November 10, 2021

Shipping Australia CEO urges port and logistics reform at industry roundtable

Pictured: Shipping Australia CEO, Melwyn Noronha. Photo credit: Jim Wilson, Shipping Australia.

The Australian Competition & Consumer Commission’s recent Container stevedoring monitoring report 2020-21 has revealed the weak points in the Australian supply chain.

A high-level meeting was subsequently called by the Department of Home Affairs to discuss the issues in the ACCC report, including port congestion, port performance and industrial relations. Also present were a wide range of representatives from industry and also government officials from bodies such as the Department for Infrastructure and also the Federal Department of Prime Minister and Cabinet.
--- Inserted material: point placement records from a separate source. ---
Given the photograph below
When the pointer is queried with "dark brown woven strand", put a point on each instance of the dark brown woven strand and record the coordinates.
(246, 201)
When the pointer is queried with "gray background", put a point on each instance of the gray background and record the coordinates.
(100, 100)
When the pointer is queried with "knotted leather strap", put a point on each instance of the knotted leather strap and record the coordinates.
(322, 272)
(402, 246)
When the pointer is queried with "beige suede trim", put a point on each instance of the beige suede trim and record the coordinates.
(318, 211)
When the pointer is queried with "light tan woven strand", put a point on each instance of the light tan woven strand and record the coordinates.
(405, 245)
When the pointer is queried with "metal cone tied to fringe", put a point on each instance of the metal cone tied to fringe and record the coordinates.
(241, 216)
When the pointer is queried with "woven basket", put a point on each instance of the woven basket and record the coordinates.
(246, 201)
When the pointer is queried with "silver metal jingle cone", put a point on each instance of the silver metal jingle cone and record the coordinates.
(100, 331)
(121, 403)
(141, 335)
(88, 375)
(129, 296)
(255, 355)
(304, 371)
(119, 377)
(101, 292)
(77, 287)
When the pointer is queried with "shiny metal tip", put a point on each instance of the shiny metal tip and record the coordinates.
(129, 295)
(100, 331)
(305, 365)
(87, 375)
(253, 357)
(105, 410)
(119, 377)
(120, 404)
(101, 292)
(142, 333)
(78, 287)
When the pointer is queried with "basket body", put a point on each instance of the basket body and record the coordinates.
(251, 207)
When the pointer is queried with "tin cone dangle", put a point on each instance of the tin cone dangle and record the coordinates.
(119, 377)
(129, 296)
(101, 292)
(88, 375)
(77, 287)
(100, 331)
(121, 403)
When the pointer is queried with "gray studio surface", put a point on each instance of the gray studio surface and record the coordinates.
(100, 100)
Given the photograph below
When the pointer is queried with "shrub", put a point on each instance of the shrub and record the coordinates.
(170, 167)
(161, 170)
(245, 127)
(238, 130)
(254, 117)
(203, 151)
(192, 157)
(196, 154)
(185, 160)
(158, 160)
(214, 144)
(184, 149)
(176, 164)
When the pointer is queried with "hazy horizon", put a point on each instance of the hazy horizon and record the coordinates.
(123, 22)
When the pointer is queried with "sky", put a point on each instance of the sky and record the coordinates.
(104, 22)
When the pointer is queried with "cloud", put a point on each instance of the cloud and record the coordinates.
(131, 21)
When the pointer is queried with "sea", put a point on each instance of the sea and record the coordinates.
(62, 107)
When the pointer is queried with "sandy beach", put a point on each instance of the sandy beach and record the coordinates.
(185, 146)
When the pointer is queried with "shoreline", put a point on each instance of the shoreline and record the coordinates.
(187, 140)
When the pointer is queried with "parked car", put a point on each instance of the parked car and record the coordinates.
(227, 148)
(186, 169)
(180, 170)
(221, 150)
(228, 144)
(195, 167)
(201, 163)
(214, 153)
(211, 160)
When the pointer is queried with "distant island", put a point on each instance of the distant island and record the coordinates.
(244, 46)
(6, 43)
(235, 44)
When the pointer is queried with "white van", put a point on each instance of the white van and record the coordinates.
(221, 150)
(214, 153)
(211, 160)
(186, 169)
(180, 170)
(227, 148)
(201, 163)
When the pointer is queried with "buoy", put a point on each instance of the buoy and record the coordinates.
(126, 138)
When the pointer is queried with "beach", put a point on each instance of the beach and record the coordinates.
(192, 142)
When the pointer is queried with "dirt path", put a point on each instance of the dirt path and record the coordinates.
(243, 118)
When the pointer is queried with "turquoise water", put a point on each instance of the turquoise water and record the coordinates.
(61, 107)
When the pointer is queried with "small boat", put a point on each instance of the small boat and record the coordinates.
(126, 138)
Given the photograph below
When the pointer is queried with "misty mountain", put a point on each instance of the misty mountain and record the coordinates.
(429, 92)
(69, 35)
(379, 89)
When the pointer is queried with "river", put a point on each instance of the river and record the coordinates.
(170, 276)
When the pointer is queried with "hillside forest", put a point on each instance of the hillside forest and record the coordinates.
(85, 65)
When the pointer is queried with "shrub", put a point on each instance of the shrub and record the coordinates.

Shipping Australia CEO, Captain Melwyn Noronha, told the gathering that uninterrupted international trade is vital to the interests of all Australians. Adding that Australians rely on international trade for jobs, goods and property, he told delegates that ocean shipping carries 99.9% of everything that comes into, or leaves this country.

“The job of a ship is to deliver goods from Port A to Port B. And that is what ships are doing. But when ships arrive at Port B, they are held up. They are forced to wait, sometimes for many hours, before they berth,” he told attendees.

The landside logistics chain is problematic too as there is a mis-match in working hours.

Referring to the recently released container stevedoring report, he noted that the ACCC have demonstrated that port congestion is a problem, that port performance is a problem and that industrial relations in this country is a problem too.

“Ships work 24/7, trucks don’t. They don’t work weekends. They don’t work evenings. They don’t work public holidays. The mismatch doesn’t work,” he told delegates.

Asserting that these problems must be solved, he called – as a minimum – for:

  • good quality port governance and oversight, which must include price monitoring that is tied to port performance
  • ships to be berthed promptly upon arrival
  • enterprise bargaining to have short, strict, timeframes
  • for compulsory arbitration if the parties cannot agree in the timeframes with immediate settlement of the disputes
  • start and expiry dates for waterfront enterprise bargaining agreements to be staggered so that they cannot all be expired at the same time
  • an absolute prohibition on any industrial action that prevents stevedores from working sub-contracted ships
  • the working hours of the trucking industry to be aligned with the working hours of the shipping industry.

“Why? Because uninterrupted trade is vital to the interests of all Australians,” he told attendees. Outside of the meeting, he later added the comment that “ports do not like to be measured on their performance.”